A story in our most recent MedExpo e-newsletter points out some of the impacts the Sunshine Act, associated with the Affordable Care Act (ACA), might have on health care tradeshows. The reality is, the impact probably will be far less severe than people might have feared—but that doesn’t mean everybody is relaxing.
If you run a show far afield from health care and are at this point thinking, “Huh?” we’ll catch you up:
The Sunshine Act provisions of the ACA are designed to make manufacturers report any “transfers of value” (i.e., honorariums for speaking, lunches, pens and coffee mugs, educational materials, whatever).

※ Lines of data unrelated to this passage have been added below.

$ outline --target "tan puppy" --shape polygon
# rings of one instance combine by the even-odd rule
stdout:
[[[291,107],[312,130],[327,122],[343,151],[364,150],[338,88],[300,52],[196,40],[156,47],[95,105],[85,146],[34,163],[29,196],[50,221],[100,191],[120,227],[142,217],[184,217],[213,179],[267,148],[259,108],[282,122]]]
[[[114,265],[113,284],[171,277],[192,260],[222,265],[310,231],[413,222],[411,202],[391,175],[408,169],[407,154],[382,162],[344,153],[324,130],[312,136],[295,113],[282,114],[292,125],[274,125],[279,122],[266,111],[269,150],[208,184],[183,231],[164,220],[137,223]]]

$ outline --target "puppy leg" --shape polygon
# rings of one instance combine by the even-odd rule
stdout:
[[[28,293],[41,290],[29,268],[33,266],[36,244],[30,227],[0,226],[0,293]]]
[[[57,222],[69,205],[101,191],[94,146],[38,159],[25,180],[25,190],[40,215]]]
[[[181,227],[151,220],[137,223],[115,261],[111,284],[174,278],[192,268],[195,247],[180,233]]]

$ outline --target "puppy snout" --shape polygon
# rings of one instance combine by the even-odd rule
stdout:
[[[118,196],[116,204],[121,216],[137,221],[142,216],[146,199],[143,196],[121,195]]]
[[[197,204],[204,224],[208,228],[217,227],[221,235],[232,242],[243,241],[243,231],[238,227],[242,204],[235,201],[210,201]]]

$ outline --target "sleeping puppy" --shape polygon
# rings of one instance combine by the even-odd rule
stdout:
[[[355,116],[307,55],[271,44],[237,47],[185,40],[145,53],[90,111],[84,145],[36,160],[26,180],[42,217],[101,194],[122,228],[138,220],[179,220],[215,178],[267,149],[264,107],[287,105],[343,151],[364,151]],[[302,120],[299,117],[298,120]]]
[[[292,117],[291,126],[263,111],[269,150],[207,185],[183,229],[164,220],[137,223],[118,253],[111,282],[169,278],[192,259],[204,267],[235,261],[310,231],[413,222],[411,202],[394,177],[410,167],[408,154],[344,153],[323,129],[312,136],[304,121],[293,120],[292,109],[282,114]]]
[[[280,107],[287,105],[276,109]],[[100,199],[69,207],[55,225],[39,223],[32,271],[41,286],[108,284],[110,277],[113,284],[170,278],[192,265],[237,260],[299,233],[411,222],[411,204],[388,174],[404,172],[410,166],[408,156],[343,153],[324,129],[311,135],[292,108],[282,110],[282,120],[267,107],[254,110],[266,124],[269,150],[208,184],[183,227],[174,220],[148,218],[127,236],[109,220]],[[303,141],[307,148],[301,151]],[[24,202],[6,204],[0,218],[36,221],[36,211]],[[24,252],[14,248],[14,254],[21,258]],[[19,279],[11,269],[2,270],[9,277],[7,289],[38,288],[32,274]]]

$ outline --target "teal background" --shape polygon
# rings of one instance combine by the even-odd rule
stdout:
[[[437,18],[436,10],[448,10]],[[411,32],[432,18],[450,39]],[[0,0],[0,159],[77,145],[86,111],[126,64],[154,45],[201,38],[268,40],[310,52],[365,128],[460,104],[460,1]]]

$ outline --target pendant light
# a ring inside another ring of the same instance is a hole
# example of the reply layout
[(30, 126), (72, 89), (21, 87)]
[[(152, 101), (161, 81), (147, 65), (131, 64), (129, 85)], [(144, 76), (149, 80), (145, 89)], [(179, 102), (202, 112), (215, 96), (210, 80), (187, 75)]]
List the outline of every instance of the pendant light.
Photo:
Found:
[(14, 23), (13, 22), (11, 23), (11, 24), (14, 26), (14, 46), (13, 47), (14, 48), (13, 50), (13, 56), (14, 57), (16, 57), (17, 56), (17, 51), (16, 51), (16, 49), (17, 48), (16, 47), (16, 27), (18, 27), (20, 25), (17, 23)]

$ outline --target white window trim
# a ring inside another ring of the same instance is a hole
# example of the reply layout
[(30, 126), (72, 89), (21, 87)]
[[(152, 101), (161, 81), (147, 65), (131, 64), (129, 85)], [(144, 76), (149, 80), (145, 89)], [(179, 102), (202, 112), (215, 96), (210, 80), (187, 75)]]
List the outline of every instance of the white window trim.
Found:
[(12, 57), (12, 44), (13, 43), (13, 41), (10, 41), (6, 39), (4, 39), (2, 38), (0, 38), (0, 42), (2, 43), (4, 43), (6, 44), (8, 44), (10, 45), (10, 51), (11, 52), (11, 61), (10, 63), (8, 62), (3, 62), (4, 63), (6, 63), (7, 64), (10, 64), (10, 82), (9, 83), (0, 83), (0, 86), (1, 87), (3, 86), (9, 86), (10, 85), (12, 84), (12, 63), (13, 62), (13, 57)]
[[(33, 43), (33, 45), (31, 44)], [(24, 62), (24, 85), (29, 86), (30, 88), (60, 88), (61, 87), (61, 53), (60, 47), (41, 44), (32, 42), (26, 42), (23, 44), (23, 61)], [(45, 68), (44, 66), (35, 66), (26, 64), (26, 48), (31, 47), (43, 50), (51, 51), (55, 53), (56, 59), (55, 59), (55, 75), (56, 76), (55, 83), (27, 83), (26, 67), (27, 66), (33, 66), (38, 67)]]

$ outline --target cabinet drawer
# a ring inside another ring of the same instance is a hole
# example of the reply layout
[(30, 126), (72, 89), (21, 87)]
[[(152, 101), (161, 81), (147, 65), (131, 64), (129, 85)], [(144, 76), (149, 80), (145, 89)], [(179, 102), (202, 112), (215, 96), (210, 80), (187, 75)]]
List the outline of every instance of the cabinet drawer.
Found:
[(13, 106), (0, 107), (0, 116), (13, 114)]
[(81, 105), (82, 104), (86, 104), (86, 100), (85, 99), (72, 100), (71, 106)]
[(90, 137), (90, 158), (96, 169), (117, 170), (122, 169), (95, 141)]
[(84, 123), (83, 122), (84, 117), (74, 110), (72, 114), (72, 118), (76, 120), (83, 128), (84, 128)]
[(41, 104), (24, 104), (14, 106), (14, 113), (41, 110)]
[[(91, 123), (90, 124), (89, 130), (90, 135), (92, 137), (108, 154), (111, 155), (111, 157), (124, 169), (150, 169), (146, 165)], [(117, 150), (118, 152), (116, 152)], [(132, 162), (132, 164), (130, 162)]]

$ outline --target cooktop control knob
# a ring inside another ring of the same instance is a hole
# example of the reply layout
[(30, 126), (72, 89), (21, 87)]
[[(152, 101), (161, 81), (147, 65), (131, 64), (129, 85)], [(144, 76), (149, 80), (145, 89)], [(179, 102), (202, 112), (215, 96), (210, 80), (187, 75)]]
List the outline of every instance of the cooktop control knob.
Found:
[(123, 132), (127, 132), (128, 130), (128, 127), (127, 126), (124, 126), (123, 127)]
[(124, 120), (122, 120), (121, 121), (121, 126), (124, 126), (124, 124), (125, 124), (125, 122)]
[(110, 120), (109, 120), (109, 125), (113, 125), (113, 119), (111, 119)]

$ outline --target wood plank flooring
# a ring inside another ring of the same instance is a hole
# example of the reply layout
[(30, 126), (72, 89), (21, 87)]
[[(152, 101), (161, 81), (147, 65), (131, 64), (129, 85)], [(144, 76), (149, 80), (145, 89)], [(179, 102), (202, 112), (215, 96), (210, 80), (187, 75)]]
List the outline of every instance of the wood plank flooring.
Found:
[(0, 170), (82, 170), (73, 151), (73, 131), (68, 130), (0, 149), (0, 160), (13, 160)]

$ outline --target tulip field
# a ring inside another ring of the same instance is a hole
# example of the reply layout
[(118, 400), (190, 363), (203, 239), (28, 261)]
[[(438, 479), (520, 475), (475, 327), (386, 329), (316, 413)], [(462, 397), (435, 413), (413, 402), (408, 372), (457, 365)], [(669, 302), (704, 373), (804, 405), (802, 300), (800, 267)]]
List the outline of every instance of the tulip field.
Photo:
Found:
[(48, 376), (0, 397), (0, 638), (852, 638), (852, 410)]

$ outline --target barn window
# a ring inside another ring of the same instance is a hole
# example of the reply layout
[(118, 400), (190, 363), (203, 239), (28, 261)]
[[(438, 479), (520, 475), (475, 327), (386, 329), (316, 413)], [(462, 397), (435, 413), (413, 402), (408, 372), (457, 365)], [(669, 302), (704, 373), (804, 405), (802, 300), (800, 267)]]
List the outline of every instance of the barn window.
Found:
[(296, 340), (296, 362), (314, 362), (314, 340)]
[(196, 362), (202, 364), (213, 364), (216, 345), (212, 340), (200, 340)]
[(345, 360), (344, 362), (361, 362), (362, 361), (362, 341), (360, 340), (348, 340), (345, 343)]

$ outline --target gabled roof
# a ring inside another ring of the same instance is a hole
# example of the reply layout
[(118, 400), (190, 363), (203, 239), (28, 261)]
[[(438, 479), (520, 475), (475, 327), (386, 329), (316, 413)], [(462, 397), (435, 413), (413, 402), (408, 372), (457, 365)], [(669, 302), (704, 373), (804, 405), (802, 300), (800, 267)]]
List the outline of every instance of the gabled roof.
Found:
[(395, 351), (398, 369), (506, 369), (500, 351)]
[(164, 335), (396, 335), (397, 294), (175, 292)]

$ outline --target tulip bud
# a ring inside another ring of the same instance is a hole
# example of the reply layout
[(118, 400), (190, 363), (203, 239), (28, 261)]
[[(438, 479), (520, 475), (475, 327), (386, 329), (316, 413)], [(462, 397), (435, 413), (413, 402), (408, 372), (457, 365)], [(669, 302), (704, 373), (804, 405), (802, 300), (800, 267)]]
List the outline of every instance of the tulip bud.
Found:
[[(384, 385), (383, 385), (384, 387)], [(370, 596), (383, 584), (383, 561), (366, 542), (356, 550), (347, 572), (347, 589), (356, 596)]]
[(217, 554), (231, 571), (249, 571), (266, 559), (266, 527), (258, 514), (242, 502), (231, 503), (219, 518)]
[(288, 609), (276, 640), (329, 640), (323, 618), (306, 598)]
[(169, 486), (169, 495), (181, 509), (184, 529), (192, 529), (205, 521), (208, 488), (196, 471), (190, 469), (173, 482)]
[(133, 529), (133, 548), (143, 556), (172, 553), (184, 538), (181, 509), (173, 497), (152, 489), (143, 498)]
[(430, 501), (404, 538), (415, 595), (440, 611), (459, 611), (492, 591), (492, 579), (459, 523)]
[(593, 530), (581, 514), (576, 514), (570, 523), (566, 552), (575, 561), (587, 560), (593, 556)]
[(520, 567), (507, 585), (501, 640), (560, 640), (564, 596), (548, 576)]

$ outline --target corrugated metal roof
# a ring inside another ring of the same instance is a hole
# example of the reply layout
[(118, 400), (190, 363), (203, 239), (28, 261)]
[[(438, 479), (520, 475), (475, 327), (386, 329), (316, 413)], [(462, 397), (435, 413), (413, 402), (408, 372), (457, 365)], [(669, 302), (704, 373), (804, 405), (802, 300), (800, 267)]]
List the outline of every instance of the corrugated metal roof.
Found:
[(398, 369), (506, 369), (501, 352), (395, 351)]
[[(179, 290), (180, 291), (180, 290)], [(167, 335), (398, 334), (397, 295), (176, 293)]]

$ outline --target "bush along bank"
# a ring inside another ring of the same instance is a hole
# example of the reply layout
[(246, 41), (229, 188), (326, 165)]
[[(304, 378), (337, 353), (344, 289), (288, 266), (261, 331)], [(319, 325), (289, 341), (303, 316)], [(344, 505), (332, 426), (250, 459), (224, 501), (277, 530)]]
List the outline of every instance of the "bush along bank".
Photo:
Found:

I know. It sounds horrifying, doesn’t it? What if you’re, say, the manager of a tradeshow and professional conference that’s expecting around 30,000 doctors to show up. They’re looking to get their CEM taken care of and you’ve got 500 or so exhibiting companies that want to make contact with them. Does every single gift, flash drive, cup of coffee or appetizer have to be accounted for?
Yes and no. But first off, it’s not your job. Or, at least not your most important job. The onus is on the manufacturers of pharmaceuticals and medical devices (along with a few other things), although show managers are realizing it might be good business to help their customers out a little bit.
Second, the rules don’t apply to everybody. There are certain shows that have heavier physician registrations than others. Finally, manufacturers don’t have to actually start collecting the information until August and don’t have to report it until later in 2014.
But as Randy Bauler with the American Association of Critical-care Nurses pointed out to me, it’s not just the rules—or potential rules—that have got people on edge. It’s the atmosphere that was introduced four or five years ago with new voluntary restrictions connected to the PhRMA and AdvaMed codes, followed by the ADA and the Sunshine Act.
As Bauler says (after he quickly notes, “Remember, I’m not a lawyer. This is not legal advice.”), the health care-sector manufacturers—and, by extension, your exhibitors—are afraid to do almost anything right now. They’re too anxious about what they don’t know about what’s going to happen.
One of his main concerns, vis a vis all the changes in health care that are in the works, is the 2.3-percent excise tax that will hit many companies in the health care sector. Bauler is worried that marketing budgets will be cut to accommodate the extra expense.
“I’ve already had one or two exhibitors who have to cut down the size of their booth or cancel because of the impact of health care reform,” he says.
Health care reform’s effect on the tradeshow industry has been a slow-moving machine that came to life four or five years ago. And yet, I have a feeling we still haven’t seen the most significant changes to the way business is done on the showfloor.